The exquisite dependence of Ulk1-mediated autophagy and mitochondrial clearance on Hsp90 function has important implications for cancer pathogenesis and treatment. First, it has been proposed that the destabilization of proteins associated with growth in the hypoxic, nutrient-deprived tumor milieu, is compensated by increased expression of Hsp90 and its co-chaperones (Whitesell and Lindquist, 2005
). Since autophagy promotes survival under these adverse conditions, the stabilization and activation of Ulk1 by Hsp90 may be an important component of the survival response coordinated by Hsp90 and exploited by certain tumors.
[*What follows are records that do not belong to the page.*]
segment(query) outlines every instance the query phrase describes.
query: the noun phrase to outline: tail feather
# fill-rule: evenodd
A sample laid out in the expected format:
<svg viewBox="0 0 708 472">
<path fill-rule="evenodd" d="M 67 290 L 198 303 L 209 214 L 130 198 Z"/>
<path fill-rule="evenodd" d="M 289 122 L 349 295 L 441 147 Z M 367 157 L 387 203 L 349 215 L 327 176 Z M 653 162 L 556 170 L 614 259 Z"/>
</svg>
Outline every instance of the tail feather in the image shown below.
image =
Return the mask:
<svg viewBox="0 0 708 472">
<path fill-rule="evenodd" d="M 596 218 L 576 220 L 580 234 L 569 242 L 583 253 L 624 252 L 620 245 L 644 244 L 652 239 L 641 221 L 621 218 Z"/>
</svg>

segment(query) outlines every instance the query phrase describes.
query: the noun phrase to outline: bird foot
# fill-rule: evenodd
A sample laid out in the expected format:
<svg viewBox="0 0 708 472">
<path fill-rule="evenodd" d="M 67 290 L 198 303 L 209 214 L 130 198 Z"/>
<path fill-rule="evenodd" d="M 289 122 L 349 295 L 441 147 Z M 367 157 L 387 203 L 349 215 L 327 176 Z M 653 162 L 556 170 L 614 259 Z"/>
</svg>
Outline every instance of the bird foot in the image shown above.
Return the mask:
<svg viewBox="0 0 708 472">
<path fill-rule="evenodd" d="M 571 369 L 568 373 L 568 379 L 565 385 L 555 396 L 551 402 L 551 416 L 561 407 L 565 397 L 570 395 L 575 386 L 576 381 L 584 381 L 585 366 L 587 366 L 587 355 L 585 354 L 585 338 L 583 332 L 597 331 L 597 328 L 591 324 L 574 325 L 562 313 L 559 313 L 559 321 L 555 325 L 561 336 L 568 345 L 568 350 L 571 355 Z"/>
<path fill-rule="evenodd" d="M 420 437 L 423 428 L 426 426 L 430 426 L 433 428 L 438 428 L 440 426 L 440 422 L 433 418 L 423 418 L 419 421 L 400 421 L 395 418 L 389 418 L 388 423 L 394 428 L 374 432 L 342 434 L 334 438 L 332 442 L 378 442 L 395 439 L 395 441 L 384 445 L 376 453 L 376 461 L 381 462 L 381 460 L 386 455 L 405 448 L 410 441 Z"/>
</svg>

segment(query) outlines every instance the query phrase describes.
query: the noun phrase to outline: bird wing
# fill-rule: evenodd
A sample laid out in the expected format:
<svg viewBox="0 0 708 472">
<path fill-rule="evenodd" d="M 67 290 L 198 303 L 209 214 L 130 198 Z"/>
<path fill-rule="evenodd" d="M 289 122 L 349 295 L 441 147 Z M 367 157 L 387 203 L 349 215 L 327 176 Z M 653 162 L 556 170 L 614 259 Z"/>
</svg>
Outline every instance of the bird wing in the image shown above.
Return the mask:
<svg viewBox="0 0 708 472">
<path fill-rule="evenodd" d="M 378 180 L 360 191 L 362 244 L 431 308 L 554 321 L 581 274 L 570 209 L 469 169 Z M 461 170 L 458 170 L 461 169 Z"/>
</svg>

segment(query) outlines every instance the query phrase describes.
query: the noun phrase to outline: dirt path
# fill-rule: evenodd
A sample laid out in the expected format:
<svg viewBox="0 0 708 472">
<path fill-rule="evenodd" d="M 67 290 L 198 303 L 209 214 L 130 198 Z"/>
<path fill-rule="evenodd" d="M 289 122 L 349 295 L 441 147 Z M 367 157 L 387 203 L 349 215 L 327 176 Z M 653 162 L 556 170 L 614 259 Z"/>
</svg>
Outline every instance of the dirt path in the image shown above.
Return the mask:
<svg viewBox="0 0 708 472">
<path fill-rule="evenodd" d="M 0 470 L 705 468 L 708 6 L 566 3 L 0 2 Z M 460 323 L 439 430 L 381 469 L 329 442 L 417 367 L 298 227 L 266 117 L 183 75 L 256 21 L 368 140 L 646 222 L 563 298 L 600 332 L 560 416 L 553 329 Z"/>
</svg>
Indeed, since many tumors rely on autophagy for survival under stressed conditions (Amaravadi et al., 2007
; Livesey et al., 2009
; Maclean et al., 2008
), the efficacy of Hsp90 inhibitors such as 17AAG may rely on their effects on Ulk1-mediated autophagy.
Collectively, the findings presented herein support a model (see Graphical Abstract) whereby interactions of Ulk1 with the Hsp90-Cdc37 complex stabilizes an active form of Ulk1 that promotes flux through specific arms of the autophagy pathway in response to metabolic or proteotoxic cues. Starvation, mitochondrial depolarization and other stimuli that trigger autophagy activate Ulk1, promoting Ulk1-mediated phosphorylation and release of its essential interacting partner, Atg13, and increased flux through the autophagy pathway. Phosphorylation of Atg13 at specific sites, for example S318, may favor selective degradation of mitochondria. As Ulk1 stability and activity rely on the Hsp90-Cdc37 complex, the function of both Ulk1 and downstream targets, including Atg13, is also subject to regulation by environmental and intracellular cues that alter Hsp90 activity. The Hsp90-Cdc37-to-Ulk1-to-Atg13 pathway thus coordinates and integrates autophagy and mitochondrial homeostasis with the cellular stress response.